On 10/29/24 11:51, Wilco Dijkstra wrote:
> Hi Vineet,
>> I agree the NARROW/WIDE stuff is obfuscating things in technicalities.
> Is there evidence this change would make things significantly worse for
> some targets? 

Honestly I don't think this needs to be behind any toggle or made optional at 
all. The old algorithm was overly eager in spilling. But per last
discussion with Richard [1] at least back in 2012 for some in-order arm32 core 
this was better. And also that's where the wide vs. narrow discussions
came up and that it really mattered, as far as I understood.

[1] https://gcc.gnu.org/pipermail/gcc-patches/2024-August/659847.html

> I did a few runs on Neoverse V2 with various options and
> it looks beneficial both for integer and FP. On the example and options
> you mentioned I got 20.1% speedup! This is a very wide core, so wide
> vs narrow is not the right terminology as the gains are on both.
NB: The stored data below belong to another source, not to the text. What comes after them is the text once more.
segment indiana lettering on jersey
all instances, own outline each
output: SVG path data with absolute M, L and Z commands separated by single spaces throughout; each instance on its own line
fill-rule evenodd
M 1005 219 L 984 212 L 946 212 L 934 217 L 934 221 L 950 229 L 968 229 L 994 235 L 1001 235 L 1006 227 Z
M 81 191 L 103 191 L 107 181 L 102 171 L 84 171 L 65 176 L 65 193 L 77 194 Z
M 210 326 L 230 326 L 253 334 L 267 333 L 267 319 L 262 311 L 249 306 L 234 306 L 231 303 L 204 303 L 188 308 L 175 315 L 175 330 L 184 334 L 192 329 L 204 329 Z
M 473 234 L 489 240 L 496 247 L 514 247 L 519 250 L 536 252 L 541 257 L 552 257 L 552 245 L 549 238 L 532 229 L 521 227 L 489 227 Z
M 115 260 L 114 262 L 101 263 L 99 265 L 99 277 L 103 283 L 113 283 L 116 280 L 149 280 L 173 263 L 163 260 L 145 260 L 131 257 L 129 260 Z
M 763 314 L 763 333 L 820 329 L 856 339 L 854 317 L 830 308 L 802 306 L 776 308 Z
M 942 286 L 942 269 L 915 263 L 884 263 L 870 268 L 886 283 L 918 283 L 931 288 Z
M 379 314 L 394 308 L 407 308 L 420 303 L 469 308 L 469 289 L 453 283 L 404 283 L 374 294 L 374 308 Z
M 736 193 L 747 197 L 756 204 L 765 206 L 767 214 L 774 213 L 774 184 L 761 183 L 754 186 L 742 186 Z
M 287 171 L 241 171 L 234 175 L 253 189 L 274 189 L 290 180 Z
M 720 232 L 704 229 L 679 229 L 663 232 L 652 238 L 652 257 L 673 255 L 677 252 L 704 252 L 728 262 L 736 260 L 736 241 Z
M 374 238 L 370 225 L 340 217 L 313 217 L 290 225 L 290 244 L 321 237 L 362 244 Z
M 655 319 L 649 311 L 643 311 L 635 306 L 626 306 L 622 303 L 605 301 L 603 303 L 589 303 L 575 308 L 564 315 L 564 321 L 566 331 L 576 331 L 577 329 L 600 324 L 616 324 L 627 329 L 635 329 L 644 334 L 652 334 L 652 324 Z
Would you be able to test this on some inorder core, maybe a 32-bit one
But agree lets just drop the wide vs. narrow terminology and rephrase this in 
terms of spill aggressiveness.

>> How about  TARGET_SCHED_PRESSURE_SPILL_AGGRESSIVE with true (default) being 
>> existing behavior
>> and false being new semantics.
>> Its a bit verbose but I think clear enough.
> Another option may be to treat it like a new type of pressure algorithm, eg.
> --param sched-pressure-algorithm=3 or update one of the existing ones.
> There are already too many features in the scheduler - it would be better
> to reduce the many variants and focus on doing really well on modern cores.

A purist might argue it is not really new algorithm, just a little tweak to 
model algo. But I agree there's a zoo of sched toggles out there so this
might be ok. Anyhow I'm fine either way, whatever is more palatable for the 
community / maintainers. @Jeff what say you.

And while we are at it - I'd prefer the new behavior to be default for all 
targets unless they explicitly opt out (and it would be insightful
understanding those not made up cases). But  given how late we are in the 
release cycle, I think it would be kosher to keep the old behavior for now
and maybe after gcc-15 is released we can flip the switch and deal with any 
potential fallout.

Thanks a bunch for giving this a look.